One of the things we're also doing is we're reaching out. Across the board we're reaching out to airline partners, to people who run airports, to people who run subordinate facilities. You're going to be listening to one here right after me, and that is Virginia Mason Hospital. We reached out to Virginia Mason and they embraced us. Dr. Kaplan has done a phenomenal job of allowing us to essentially come in, at first dumbstruck, right? Because everybody knows that AFSO21 or lean six sigma or continuous process improvement applies very well to those fellows across the hall, but it doesn't much apply to us.


In fact we were talking about having met the Chief Operations Officer of Amazon. And Amazon, as you know, sells a lot of books. When he was introducing lean six sigma and continuous process improvement at Amazon most of his relevant senior managers came to him and said wait a minute. Doesn't this just apply to the people who pack boxes? No. In fact that was the only operations part he had but it was only ten percent of his company. He said no, actually not. It applies to the rest.

Dr. Kaplan has opened up Virginia Mason. I'll show you an example of what happens within the Air Force.

Travis Air Force Base: Medical

At David Grant Medical Center, one of our major medical facilities at Travis Air Force Base [Calif.] in our Air Force, it's an extremely busy hospital. As a result, the operating rooms can become quite backlogged.
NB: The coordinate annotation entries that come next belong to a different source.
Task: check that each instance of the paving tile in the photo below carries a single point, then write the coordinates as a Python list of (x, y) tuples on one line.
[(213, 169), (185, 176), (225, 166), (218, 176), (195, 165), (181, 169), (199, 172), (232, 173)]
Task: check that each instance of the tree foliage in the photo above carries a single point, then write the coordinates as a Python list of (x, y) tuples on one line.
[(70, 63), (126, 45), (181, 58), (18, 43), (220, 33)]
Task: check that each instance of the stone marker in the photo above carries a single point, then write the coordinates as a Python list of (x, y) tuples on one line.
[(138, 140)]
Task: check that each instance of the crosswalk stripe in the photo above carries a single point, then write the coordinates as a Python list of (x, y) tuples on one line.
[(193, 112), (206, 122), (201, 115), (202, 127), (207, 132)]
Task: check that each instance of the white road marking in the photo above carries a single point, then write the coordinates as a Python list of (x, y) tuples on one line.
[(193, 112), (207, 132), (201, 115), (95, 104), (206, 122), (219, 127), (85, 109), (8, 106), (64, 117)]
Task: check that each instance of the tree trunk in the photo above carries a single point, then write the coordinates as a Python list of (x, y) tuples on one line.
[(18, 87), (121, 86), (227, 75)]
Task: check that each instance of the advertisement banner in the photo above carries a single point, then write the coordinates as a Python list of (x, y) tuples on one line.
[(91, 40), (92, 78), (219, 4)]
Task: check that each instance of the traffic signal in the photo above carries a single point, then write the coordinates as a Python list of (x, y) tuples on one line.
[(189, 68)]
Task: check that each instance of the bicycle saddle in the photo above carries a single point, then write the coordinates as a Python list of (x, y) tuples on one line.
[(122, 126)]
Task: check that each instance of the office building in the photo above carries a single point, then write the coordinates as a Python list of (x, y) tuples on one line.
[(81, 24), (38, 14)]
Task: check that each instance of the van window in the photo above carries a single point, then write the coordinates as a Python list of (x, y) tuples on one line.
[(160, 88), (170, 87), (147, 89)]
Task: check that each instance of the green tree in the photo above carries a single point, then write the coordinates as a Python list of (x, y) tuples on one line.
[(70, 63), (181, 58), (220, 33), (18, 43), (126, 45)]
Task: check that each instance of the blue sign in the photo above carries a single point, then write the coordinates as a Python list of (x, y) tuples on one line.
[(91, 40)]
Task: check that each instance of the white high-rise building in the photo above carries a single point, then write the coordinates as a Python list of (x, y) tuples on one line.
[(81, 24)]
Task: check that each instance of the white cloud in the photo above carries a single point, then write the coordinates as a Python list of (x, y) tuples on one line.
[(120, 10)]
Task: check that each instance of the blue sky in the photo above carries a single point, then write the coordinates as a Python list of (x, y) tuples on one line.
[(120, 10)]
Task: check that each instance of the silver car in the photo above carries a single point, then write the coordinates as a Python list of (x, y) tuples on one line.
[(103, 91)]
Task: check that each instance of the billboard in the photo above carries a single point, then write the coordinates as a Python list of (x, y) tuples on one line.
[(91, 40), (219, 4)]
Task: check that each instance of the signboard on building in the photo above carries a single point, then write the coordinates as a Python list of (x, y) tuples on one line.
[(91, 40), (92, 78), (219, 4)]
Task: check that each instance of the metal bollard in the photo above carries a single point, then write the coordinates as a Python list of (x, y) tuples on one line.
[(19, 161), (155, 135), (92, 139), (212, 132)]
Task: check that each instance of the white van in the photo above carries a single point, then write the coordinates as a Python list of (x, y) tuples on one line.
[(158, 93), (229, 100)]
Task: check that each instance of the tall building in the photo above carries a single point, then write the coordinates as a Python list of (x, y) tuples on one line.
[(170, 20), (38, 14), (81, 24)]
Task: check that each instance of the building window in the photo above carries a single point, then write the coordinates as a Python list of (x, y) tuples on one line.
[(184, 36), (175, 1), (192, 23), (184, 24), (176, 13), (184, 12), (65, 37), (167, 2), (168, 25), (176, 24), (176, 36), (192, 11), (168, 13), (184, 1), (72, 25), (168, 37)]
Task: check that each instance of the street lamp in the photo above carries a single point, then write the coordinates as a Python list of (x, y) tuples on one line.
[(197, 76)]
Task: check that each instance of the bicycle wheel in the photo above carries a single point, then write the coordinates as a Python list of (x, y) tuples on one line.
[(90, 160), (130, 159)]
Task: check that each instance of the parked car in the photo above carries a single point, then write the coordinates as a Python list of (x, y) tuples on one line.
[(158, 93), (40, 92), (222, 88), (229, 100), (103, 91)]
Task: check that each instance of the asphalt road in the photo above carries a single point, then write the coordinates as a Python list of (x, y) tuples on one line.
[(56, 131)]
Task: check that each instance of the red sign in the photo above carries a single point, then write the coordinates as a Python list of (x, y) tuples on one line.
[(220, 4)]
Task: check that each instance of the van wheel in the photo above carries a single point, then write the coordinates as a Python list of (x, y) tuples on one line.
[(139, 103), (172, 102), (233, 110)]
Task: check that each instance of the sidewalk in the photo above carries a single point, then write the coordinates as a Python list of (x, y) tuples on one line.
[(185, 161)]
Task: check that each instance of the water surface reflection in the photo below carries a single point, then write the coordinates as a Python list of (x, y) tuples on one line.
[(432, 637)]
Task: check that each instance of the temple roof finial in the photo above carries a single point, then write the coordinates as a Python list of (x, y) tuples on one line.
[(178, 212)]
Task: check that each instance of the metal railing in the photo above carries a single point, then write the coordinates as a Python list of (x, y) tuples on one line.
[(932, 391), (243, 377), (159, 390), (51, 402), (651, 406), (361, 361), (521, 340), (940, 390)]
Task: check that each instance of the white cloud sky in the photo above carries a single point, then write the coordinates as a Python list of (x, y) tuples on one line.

Our military personnel and their families end up waiting longer than they would like for medical care.

When the team at David Grant Medical Center applied the rapid improvement event to some of their work processes they discovered something that we have seen before. They discovered that the operating rooms had static schedules and were in fact the narrow throat through which all patients had to pass. Rather than respond to supply and demand, the operating room was allocated to various parts of the hospital based on a fixed schedule.

Does this sound like the maintainers?

After the rapid improvement event, the hospital started allocating 25 percent of its operating room capacity dynamically, which means on a timed basis. This shift means that the operating rooms respond to changing demand curves instead of static supply curves. The shift also means that military members and their families have better access to medical care.

In this example, the rapid improvement event improved the quality of work life for the medical professionals. They were very much less frustrated in dealing with their patients. But it also improved the quality of life for those seeking care at David Grant Medical Center.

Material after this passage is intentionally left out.